Depois disso, ele ficou impossibilitado de tocar bateria e passou a enfrentar a depressão. No documentário Marcelo Yuka no Caminho das Setas (2011), da diretora Daniela Broitman, o artista relembrou a fase:
— Eu não sei muito bem o que aconteceu. Eu só sei que eu sou baterista, tomei tiros, tô paraplégico e minha vida acabou. A minha grande pergunta é: o que eu preciso para viver em paz?
Yuka também falou sobre a importância da luta social nas letras do grupo:
— Eu não conseguia ver O Rappa apenas como uma banda de música e cumprindo só o papel de uma banda pop.
Em 2001, o músico foi expulso do grupo após brigar com os demais membros — a banda anunciaria seu término em 2017, após uma turnê de despedida marcada por evidências de um racha entre os músicos, que já não se falavam nem em cima do palco.
Na época, Yuka comentou sobre o término da banda para o jornal Folha de S. Paulo:
— Muitos do que estão no Rappa fui eu que coloquei. Quando tomei os tiros, tinha 34 anos, mas, sinceramente, parece algo que vivi na adolescência. Não me interesso por isso, brigas, se a qualidade do som é boa ou ruim, se estão com grana ou não. Isso não quer dizer que eu queira mal. Só não tenho interesse.
Depois disso, ele passou a se dedicar à banda Furto, sigla para Frente Urbana de Trabalhos Organizados e nome também de um projeto social que empreendeu. Também se dedicou aos movimentos sociais, principalmente aqueles ligados à habitação e à política.

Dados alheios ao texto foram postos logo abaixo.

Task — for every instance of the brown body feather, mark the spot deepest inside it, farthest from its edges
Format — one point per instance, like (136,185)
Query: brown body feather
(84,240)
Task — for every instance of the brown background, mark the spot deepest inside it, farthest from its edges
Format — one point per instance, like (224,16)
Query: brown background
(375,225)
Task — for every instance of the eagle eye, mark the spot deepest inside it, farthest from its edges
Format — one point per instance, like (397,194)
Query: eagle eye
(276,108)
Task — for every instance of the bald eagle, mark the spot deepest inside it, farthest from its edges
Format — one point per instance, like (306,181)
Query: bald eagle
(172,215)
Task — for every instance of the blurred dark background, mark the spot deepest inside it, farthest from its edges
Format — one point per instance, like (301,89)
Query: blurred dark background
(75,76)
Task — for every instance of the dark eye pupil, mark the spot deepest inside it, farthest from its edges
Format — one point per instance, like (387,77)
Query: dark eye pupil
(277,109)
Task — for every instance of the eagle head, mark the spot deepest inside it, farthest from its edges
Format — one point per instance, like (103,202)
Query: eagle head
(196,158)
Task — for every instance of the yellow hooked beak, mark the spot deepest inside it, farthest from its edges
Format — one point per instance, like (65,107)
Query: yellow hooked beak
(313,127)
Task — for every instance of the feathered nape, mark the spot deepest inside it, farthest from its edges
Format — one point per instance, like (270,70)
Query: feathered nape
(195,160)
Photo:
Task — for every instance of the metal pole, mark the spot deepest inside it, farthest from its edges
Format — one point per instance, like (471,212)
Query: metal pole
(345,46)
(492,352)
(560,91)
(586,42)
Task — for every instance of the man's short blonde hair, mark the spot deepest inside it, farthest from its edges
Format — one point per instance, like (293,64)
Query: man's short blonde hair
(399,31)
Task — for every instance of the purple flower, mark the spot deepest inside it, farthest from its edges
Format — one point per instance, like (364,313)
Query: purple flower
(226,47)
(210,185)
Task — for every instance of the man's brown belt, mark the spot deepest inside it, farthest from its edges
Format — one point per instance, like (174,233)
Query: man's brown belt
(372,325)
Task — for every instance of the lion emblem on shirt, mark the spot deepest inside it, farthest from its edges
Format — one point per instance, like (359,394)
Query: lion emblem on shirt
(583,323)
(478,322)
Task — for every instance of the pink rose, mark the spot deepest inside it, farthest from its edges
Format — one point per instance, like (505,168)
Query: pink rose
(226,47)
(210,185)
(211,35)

Em 2012, Yuka foi candidato a vice-prefeito do Rio pelo Psol, na chapa de Marcelo Freixo — Eduardo Paes, hoje no DEM e então no MDB, venceu no primeiro turno.
Essas e outras experiências ativistas foram revistas pelo músico na autobiografia Não se Preocupe Comigo, lançada em 2014.
Em 2017, Yuka lançou seu primeiro álbum solo, Canções para Depois do Ódio, com parcerias com Céu, Black Alien e Seu Jorge, entre outros. No trabalho, uniu ritmos afro-brasileiros e dub e versou críticas à ascensão conservadora no mundo, então concentrada na figura do presidente dos Estados Unidos, Donald Trump.
— É triste ver como os fascistas parecem estar ganhando, então criei um universo pra depois disso. Tudo vale, menos o ódio. Acho que está muito pesado, então fiz um disco contra o fascismo — disse, à época.
A produção e a divulgação do álbum, contudo, foram atrapalhadas por problemas de saúde que o fizeram ser internado em várias ocasiões.
Naquele contexto, pensou em desistir várias vezes da carreira, até mesmo da vida, mas teve uma espécie de epifania: "Apesar de tudo, eu quero ser músico".
— Meu corpo se expressa pouco, mas a melhor defesa é o ataque. Tenho que propor algum tipo de movimento para que eu não fique tão estático — disse o músico em julho de 2018, quando finalmente se preparava para divulgar ao vivo essa estreia solo. — Esse é o grande desafio do cadeirante: eu tô imóvel, mas não tô estático. Estar voltando agora é isso.
Depois disso, passou a ensaiar com uma nova banda, na qual tocava tambores eletrônicos, e se dedicou à pintura.
Em agosto de 2018, Yuka sofreu um AVC (acidente vascular cerebral) e ficou internado por algumas semanas. Um mês antes do ocorrido, questionado se estava feliz, ele respondeu:
— Estou. Há muito, muito tempo não me sinto como hoje. A gente tem resultado de acordo com aquilo que foca. Eu acredito mais no trabalho do que na boa sorte. Estou focado em me restabelecer e voltar a trabalhar. Acho que isso vai me trazer dignidade. Não tenho aposentadoria, o que me leva a ter de trabalhar até o último dia de vida. Por outro lado, sempre imaginei ter a felicidade de morrer tocando, fazendo o que eu mais gosto. Passado meio século de vida, eu quero viver.
O corpo de Yuka foi velado na tarde do último sábado (19), na Sala Cecília Meireles, espaço dedicado a concertos na Lapa, no Rio. O enterro será neste domingo (20) às 13h, no Cemitério de Campo Grande, no Grande Rio.